Research aimed at solving this puzzle faced an array of obstacles: extremely low levels the proteinaceous binding media in the polychrome layers of Qin Shihuang’s terracotta army have survived being submerged in almost six meters of water-saturated loess for more than two millennia.
“Following almost 22 centuries of storage under these conditions, the remaining pieces of original polychromy that have survived on the sculptures contain extremely small amounts of the binding media,” the researchers wrote in an article titled “Identification of proteinaceous binding media for the polychrome terracotta army of Emperor Qin Shihuang by MALDI-TOF-MS.”
“A large amount of the polychromy has already been lost through pillaging as well as damage resulting from fires and the long-lasting effect of water,” they explained.
To solve the more than 2000-year-old enigma, these researchers used matrix-assisted laser desorption/ionization time-of-flight mass spectrometry (MALDI-TOF-MS) to identify the binding material. MALDI-TOF-MS offers high levels of sensitivity, requires only a minimal sample pretreatment process and can be used to reliably identify different types of proteinaceous material.

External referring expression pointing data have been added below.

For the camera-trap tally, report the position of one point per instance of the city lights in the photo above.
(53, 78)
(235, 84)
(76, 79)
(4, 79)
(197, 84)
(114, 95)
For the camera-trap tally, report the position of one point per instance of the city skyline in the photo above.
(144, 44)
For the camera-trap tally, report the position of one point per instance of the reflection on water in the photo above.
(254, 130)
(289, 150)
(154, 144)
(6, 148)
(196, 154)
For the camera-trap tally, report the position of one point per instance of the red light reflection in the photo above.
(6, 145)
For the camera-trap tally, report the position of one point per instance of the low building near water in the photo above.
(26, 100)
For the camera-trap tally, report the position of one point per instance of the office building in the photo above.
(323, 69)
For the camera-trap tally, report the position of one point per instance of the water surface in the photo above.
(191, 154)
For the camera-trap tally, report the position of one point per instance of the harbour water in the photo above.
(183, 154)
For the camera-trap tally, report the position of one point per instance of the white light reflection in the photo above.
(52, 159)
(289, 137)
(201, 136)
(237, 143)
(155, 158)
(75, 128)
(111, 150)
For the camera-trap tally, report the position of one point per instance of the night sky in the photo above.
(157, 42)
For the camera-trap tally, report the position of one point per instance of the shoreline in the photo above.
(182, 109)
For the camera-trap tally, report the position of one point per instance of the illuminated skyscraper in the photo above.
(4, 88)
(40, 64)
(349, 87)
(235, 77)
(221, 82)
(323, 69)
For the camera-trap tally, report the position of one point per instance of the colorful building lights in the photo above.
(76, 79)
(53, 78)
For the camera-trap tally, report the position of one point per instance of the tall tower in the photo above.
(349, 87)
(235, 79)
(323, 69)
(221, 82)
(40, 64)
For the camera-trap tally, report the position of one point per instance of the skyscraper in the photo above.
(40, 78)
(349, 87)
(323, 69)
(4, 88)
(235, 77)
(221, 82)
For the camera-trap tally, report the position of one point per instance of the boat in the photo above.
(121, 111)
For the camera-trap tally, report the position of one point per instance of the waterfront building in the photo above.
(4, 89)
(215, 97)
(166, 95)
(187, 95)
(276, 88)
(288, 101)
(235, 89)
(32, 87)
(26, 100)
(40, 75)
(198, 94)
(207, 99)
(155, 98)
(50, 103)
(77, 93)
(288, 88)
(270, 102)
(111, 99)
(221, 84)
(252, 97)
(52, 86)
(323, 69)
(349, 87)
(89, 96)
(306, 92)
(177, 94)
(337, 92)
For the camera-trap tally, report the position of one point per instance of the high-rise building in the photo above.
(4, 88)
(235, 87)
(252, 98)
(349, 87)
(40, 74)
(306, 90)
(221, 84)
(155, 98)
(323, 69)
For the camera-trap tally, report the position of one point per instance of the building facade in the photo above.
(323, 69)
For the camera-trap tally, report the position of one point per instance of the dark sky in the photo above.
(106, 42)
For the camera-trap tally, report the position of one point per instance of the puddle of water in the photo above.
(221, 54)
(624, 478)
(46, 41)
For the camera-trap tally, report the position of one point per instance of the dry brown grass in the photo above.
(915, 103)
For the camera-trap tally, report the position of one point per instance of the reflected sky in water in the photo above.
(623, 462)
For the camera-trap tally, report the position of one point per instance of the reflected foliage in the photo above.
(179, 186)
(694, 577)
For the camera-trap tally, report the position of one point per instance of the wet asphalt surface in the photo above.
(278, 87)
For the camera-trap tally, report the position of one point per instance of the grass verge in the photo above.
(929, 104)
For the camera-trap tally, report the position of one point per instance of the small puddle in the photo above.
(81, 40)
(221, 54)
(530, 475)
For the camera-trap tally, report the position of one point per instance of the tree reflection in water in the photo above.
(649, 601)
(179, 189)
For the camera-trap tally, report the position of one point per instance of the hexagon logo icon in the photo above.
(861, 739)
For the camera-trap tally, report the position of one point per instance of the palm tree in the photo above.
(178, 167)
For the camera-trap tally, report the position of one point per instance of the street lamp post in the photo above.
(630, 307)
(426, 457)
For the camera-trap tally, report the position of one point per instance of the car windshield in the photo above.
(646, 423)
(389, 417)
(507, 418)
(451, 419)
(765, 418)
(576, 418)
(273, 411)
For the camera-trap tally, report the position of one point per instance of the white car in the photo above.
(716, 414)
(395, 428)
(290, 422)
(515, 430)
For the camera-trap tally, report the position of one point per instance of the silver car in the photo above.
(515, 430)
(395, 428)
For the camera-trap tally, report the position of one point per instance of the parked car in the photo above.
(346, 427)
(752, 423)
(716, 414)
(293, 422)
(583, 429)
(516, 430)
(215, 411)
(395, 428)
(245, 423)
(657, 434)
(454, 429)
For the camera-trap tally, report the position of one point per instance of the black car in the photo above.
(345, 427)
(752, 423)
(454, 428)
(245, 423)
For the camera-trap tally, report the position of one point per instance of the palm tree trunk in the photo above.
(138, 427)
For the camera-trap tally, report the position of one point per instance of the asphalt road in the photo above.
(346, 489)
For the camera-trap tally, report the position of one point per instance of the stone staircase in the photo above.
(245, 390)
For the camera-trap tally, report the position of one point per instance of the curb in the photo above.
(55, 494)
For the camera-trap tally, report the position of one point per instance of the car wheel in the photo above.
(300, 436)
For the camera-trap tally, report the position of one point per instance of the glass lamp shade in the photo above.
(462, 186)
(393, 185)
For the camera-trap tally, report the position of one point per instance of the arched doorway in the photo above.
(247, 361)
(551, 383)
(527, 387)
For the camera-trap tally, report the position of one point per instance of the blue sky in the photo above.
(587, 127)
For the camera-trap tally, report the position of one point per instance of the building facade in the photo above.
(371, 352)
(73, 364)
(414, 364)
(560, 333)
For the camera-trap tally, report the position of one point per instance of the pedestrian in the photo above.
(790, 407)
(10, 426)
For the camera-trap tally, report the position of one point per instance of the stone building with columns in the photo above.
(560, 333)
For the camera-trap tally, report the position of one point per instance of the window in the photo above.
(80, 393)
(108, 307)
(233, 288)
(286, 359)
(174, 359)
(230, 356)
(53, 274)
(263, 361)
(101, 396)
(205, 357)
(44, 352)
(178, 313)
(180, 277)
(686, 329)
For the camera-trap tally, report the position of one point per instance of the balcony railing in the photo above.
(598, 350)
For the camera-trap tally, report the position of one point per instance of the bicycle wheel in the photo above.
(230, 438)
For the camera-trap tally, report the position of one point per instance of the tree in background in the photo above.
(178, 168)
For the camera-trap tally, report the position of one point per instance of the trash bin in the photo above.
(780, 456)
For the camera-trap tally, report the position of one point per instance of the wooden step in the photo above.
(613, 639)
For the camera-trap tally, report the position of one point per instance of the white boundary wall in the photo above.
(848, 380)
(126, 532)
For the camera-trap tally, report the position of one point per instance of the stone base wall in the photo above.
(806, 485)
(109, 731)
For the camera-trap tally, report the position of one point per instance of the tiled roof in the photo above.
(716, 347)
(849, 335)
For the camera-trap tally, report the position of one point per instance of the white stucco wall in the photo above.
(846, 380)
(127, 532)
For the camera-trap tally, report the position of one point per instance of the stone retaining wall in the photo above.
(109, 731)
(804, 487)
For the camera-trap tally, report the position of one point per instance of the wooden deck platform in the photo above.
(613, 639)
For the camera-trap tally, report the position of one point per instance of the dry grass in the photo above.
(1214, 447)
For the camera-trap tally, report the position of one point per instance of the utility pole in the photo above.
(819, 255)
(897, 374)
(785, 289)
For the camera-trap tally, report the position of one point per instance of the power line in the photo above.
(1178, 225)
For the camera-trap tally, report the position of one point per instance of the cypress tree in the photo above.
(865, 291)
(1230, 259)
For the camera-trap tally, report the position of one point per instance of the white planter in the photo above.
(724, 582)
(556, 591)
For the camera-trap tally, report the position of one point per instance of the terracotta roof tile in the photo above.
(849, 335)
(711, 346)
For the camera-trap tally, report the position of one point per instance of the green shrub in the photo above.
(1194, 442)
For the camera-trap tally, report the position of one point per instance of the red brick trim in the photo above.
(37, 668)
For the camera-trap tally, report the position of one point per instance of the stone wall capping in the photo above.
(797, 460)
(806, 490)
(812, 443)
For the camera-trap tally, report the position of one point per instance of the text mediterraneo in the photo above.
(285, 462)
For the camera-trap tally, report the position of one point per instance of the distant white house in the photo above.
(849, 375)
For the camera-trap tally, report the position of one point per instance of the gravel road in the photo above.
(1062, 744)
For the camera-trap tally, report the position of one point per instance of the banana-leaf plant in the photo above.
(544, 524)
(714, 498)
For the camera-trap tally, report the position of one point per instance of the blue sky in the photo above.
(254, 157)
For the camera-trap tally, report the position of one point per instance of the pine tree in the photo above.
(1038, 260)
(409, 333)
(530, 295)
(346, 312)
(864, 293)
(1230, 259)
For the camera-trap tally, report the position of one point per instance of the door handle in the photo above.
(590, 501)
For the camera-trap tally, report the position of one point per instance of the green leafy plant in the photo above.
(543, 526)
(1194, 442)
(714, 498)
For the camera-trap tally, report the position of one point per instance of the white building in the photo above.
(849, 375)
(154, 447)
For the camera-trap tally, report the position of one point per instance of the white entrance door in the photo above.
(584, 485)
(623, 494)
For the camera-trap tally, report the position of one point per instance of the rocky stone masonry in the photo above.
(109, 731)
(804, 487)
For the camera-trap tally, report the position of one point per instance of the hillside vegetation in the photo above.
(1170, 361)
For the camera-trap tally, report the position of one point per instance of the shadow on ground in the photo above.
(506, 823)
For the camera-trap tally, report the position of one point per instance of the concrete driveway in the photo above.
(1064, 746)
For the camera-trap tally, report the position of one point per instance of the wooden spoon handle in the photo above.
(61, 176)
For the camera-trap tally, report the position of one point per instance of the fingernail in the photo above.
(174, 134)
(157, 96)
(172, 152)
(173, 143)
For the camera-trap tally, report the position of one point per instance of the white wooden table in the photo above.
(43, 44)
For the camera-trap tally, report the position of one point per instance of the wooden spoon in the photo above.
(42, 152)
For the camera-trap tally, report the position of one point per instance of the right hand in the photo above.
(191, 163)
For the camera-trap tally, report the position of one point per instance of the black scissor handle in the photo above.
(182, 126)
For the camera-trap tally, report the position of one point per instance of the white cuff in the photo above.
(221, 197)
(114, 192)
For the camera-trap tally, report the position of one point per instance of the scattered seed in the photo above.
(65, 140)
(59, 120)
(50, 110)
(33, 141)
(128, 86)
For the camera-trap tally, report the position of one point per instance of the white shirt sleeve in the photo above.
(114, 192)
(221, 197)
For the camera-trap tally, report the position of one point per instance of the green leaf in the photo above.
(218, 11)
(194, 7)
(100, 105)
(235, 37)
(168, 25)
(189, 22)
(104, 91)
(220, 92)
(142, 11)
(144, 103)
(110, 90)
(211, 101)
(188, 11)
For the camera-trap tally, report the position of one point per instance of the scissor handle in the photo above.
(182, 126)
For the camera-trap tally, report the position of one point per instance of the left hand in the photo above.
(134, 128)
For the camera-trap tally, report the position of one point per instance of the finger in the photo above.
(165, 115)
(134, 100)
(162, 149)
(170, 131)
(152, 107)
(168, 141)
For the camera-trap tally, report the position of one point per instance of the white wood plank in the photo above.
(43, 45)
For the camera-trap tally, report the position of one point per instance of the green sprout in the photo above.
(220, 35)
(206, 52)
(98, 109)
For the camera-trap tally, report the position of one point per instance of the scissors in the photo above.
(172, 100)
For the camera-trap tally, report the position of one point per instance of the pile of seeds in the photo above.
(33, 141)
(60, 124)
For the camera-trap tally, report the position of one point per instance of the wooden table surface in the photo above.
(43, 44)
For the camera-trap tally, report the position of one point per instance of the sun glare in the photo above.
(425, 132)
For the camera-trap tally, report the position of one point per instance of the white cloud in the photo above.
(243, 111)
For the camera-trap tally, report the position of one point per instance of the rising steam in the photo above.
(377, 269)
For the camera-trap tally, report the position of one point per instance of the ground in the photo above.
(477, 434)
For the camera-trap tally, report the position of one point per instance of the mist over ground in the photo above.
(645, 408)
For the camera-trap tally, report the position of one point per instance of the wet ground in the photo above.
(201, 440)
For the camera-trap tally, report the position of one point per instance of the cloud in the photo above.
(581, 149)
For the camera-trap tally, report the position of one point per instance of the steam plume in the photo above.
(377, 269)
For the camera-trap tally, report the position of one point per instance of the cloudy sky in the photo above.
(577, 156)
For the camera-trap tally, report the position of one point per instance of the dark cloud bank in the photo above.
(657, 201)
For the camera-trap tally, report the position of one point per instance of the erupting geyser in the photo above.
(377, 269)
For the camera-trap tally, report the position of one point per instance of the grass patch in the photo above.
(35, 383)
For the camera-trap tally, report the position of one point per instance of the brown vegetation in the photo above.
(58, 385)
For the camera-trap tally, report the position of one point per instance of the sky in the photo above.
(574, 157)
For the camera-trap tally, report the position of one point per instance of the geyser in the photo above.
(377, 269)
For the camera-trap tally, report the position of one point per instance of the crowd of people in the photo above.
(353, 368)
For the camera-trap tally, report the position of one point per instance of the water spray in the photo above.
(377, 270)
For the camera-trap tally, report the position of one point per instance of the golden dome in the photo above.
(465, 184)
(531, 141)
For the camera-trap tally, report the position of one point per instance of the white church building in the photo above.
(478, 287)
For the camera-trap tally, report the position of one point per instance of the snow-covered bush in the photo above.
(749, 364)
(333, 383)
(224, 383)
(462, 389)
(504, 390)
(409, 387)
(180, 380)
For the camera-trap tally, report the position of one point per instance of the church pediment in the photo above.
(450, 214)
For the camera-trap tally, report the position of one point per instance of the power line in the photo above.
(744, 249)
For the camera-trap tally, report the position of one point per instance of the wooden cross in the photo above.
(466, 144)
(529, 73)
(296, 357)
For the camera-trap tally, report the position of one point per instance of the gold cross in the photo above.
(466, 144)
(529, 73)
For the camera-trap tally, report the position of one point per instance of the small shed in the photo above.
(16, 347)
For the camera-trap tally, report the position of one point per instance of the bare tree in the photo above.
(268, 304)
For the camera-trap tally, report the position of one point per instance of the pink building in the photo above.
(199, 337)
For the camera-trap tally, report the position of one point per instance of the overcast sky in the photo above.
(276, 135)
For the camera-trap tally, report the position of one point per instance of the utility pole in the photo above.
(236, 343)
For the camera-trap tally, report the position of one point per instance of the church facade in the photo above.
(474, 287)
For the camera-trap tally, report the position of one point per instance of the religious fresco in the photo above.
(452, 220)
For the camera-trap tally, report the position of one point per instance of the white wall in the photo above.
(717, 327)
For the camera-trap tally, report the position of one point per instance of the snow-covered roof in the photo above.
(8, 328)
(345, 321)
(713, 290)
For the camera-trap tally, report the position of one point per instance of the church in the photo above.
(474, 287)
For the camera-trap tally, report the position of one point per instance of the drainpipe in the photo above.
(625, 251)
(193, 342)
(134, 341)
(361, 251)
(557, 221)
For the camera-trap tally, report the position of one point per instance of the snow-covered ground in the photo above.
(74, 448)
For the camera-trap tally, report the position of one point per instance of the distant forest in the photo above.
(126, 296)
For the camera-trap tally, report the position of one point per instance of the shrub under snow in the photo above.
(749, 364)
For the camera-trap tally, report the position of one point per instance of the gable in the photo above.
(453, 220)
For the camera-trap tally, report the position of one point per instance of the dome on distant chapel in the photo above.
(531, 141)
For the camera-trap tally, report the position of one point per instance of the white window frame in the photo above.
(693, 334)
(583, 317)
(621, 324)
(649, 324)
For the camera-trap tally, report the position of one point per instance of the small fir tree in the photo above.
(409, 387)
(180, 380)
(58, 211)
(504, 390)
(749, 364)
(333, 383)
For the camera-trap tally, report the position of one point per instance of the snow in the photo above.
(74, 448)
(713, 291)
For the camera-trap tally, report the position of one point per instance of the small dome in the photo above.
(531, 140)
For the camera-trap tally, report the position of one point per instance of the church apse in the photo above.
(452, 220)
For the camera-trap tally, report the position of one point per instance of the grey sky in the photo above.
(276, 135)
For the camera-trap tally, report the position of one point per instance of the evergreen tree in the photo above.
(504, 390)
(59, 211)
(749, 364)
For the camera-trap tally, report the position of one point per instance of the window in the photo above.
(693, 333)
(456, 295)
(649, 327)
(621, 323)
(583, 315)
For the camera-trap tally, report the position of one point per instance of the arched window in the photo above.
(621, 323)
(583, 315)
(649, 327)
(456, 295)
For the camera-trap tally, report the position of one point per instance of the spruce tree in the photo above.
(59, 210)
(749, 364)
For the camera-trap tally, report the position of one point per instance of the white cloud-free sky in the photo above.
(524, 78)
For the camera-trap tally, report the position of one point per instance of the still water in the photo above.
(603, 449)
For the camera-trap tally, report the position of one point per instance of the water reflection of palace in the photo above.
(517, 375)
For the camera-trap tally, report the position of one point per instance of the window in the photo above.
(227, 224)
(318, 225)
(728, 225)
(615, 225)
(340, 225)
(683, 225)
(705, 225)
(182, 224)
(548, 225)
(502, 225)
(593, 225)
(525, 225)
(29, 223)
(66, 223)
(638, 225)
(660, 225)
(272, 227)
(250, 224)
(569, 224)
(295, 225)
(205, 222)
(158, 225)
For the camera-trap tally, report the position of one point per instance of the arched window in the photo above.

The researchers prepared “artificially aged” model samples by mixing different pigments with either animal glue or an adhesive concocted from free-range chicken eggs. To replicate the processes involved in the degradation of the pigments and binding media of the actual terracotta warriors, the model samples were buried in loess soil at a depth of one meter for one year.
Historical samples of the polychrome terracotta army were obtained from the Museum of Emperor Qin Shihuang’s Terracotta Army in Xi’an to facilitate a comparative analysis.
Proteins were extracted from the model samples and from the historical samples, and the extracts were subjected to an ultrasonic bath treatment. The mixtures were then centrifuged and the supernatants collected. A method involving the complexation of EDTA in combination with dialysis was used to eliminate any interference in the polychrome layers taken from the historical samples. The extracted proteins were hydrolyzed with sequencing grade trypsin to generate peptide fragment.
The binding media of the historical and model samples were analyzed by MALDI-TOF-MS, and the resulting peptide mass fingerprints of each sample were compared.
The peptide mass fingerprints of the historical samples were very similar to those of the animal glue model samples, having most peak masses in common.
The data obtained from the peptide mass fingerprints revealed that animal glue was present in the polychrome layers of Qin Shihuang’s terracotta army even though this proteinaceous binding material underwent significant changes in terms of protein content during the two millennia the terracotta army was deployed underground. The binding media could be ascertained due to the fact that the peptide mass fingerprint of the animal glue proteins could be identified with certainty.
“To the best of our knowledge,” wrote the five researchers, “this work represents the first account of the proteinaceous binding media from a 2200-year-old historical sample in China being identified by MALDI-TOF-MS.”